この価値を上げる活動が、道リーグの価値を高め、北海道サッカーの価値を高めていき、 そこにメディアが、人が、企業が、行政がというように波及させていきたいと考えています。
9/7(日)は、江別での道リーグ最後のホームゲームになります。 【9/7(日)午前10:00試合開始/北電江別サッカー場】
同時開催で10〜16時まで「収穫祭&ファン感謝デー」として、地元江別の旬のトウキビや枝豆をその場でゆでたり、 地物野菜や特産品の即売会。移動販売車でたこ焼きやクレープやテントではKappa特売会。 子どもサッカー広場やお楽しみ抽選会やファン交流コーナーなどいろいろ企画しています。

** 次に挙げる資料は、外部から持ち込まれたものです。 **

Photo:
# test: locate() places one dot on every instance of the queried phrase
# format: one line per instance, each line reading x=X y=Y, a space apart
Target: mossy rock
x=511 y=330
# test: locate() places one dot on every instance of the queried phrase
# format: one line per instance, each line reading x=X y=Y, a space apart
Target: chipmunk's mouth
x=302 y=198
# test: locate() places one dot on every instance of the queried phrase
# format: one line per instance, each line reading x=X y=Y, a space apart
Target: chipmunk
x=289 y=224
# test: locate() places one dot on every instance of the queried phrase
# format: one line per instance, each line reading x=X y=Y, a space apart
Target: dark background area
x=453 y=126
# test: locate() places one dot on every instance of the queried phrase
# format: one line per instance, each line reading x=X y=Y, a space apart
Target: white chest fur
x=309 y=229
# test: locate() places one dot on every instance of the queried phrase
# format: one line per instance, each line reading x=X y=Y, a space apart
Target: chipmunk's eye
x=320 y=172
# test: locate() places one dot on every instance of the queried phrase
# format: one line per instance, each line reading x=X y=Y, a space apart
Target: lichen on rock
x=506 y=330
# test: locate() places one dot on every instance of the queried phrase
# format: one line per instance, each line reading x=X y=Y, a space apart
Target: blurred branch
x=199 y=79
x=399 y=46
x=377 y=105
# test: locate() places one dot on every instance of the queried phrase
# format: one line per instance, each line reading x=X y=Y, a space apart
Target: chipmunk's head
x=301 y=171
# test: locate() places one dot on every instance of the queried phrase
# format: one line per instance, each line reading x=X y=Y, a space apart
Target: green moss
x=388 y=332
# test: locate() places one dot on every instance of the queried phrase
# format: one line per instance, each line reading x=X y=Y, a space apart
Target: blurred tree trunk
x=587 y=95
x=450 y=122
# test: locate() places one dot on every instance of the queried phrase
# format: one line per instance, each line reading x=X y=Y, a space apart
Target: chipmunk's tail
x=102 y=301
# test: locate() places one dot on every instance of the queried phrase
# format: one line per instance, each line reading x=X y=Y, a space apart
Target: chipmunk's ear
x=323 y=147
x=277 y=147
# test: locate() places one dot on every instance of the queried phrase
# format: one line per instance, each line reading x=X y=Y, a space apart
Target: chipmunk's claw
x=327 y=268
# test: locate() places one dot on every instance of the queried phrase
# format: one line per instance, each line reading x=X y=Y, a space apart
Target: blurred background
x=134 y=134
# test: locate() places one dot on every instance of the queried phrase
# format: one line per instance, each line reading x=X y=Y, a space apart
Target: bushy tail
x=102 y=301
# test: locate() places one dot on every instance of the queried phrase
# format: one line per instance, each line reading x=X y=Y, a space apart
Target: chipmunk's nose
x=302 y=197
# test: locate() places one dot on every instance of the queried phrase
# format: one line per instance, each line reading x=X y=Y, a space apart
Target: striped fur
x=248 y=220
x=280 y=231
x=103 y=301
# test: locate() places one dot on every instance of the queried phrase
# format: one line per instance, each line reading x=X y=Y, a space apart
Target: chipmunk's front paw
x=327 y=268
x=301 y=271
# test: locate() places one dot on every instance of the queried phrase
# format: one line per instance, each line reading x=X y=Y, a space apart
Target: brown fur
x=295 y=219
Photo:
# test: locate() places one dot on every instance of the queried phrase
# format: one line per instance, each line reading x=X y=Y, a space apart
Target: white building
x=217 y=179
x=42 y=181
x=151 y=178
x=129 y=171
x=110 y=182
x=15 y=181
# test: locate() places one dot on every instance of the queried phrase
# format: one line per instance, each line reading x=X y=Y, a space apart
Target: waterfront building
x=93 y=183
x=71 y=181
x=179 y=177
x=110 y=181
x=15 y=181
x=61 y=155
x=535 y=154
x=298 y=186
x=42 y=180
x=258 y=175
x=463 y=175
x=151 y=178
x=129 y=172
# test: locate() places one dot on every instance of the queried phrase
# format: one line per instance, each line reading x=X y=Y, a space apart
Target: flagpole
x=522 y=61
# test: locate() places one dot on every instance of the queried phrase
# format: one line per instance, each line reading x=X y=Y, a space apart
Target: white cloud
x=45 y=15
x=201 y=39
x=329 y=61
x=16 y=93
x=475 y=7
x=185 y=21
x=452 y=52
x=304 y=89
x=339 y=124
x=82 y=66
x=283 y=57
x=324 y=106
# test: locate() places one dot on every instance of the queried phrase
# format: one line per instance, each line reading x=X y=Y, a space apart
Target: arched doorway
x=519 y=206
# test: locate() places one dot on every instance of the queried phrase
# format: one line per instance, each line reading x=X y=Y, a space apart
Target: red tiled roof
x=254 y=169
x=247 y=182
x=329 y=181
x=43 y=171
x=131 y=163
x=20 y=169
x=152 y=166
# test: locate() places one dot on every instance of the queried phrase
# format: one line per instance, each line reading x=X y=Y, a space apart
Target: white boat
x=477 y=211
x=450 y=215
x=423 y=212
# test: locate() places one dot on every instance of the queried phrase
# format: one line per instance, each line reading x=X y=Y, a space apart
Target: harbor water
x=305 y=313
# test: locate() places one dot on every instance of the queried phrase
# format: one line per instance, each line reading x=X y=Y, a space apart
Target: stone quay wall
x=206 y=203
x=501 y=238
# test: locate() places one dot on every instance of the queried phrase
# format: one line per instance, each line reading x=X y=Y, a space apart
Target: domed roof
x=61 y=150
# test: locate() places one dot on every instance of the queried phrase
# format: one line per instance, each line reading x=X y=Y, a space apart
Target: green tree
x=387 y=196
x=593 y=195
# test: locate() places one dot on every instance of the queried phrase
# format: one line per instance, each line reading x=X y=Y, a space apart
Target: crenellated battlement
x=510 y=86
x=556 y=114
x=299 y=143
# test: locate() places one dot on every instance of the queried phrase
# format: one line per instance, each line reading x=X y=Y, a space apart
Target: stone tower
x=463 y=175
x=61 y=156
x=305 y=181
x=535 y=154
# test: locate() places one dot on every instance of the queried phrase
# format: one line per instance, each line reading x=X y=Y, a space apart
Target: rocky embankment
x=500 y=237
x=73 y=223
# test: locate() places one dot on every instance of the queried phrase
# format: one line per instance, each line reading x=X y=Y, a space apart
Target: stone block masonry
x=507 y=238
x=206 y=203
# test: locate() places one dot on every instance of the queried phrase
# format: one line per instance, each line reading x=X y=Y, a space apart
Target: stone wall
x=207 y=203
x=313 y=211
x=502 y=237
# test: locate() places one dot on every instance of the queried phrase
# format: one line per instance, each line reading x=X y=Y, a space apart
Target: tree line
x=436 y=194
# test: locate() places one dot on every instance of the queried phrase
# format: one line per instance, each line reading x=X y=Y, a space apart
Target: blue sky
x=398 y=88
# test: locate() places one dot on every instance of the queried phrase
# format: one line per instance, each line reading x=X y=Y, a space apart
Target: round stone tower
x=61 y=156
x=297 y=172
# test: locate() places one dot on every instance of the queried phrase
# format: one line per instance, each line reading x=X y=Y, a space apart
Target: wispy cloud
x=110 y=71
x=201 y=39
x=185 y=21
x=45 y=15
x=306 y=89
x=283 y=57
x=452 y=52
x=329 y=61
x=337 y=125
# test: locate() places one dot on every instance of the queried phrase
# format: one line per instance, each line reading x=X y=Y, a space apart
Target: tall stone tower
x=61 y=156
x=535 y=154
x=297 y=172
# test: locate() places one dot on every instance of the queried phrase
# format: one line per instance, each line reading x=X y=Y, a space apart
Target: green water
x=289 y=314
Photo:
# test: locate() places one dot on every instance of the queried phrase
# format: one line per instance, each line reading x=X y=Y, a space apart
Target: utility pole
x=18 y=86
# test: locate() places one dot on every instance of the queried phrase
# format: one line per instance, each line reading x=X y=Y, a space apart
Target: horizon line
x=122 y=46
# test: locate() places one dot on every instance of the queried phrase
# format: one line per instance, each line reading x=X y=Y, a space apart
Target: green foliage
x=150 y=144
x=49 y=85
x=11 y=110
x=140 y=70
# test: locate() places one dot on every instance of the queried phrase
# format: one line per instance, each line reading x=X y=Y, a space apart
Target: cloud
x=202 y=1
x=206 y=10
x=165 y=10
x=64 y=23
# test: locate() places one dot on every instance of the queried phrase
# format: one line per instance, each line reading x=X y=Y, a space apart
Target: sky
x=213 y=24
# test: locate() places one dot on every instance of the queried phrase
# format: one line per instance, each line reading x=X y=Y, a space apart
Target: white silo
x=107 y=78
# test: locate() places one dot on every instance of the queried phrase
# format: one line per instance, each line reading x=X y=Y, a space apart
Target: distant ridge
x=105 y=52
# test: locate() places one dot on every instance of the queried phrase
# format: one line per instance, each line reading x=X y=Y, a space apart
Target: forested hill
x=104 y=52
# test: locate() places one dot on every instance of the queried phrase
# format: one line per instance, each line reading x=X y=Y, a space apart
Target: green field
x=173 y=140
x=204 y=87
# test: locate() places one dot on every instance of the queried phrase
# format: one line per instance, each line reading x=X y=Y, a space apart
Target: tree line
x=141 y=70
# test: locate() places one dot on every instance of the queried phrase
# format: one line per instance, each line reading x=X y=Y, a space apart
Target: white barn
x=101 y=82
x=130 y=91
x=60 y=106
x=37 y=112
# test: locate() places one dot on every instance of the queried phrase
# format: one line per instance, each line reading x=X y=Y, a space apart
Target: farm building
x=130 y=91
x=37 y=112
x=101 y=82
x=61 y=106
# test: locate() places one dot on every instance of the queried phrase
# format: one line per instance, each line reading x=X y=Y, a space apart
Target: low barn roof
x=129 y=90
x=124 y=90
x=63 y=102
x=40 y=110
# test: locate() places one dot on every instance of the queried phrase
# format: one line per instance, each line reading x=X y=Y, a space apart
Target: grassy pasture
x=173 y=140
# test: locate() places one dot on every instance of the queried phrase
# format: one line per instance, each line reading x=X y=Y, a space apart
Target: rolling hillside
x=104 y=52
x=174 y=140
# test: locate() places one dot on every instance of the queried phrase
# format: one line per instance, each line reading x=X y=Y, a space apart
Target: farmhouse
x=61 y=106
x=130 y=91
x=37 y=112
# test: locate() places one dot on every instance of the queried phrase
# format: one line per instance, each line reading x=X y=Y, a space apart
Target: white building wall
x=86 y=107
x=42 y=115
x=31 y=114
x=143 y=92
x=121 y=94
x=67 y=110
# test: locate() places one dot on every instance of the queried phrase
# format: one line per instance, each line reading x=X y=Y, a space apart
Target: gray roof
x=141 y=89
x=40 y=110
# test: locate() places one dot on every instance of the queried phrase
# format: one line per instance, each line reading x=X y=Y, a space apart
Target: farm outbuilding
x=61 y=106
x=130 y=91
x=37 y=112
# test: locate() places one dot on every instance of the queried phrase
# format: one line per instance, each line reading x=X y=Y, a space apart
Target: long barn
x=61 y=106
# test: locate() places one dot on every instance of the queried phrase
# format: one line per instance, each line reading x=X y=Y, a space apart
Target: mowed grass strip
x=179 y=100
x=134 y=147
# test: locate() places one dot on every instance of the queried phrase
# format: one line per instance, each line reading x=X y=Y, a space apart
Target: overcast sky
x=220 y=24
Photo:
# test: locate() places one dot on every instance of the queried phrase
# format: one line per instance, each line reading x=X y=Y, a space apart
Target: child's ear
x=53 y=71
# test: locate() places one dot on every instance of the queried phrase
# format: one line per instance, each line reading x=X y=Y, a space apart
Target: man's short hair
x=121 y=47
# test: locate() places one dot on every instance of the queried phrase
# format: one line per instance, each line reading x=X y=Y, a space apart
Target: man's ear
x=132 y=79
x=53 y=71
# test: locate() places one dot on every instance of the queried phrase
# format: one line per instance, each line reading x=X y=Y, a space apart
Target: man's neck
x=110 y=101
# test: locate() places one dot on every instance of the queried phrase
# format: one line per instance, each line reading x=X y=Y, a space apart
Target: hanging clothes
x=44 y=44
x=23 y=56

グラウンドのフェンス沿いには簡易的な観戦席としてイスやテーブルも設置し、 お食事しながらご観戦していただけます。
是非ご来場お待ちしております。
最後になりましたが、ノルブリッツの魅力について教えてください。
手前味噌ですが、全員がアマチュアであり、選手もスタッフも活動費を支払って活動しています。 全員がノルブリッツでサッカーがやりたい人間が集まっているという結束がチーム一番の魅力であり強さだと思っています。
仕事とプライベートを充実させる事も簡単な事ではありませんが、平日の夜20:30〜22:30をトレーニングに費やし、 土日は試合などを消化し続ける選手たちには頭が下がります。 さらに片道2時間以上をかけて練習に来る選手や地域貢献活動などにも積極的に取り組む選手を見ていると、 私にそこまでできるのかとさえ思わせてくれます。
社会人として、サッカー選手として、そして男として強くバランスの取れた魅力的な人間を目指す事が、 子どもたちの手本となり、アマチュアのサッカークラブとしての核だと信じています。
まだまだ走り始めたばかりのクラブチームではありますが、これからも挑戦、前進し続けていきますので、 今後ともノルブリッツ北海道を宜しくお願いします。
是非9/7は、ホームグラウンド北電江別サッカー場までノルブリッツを応援に来てください!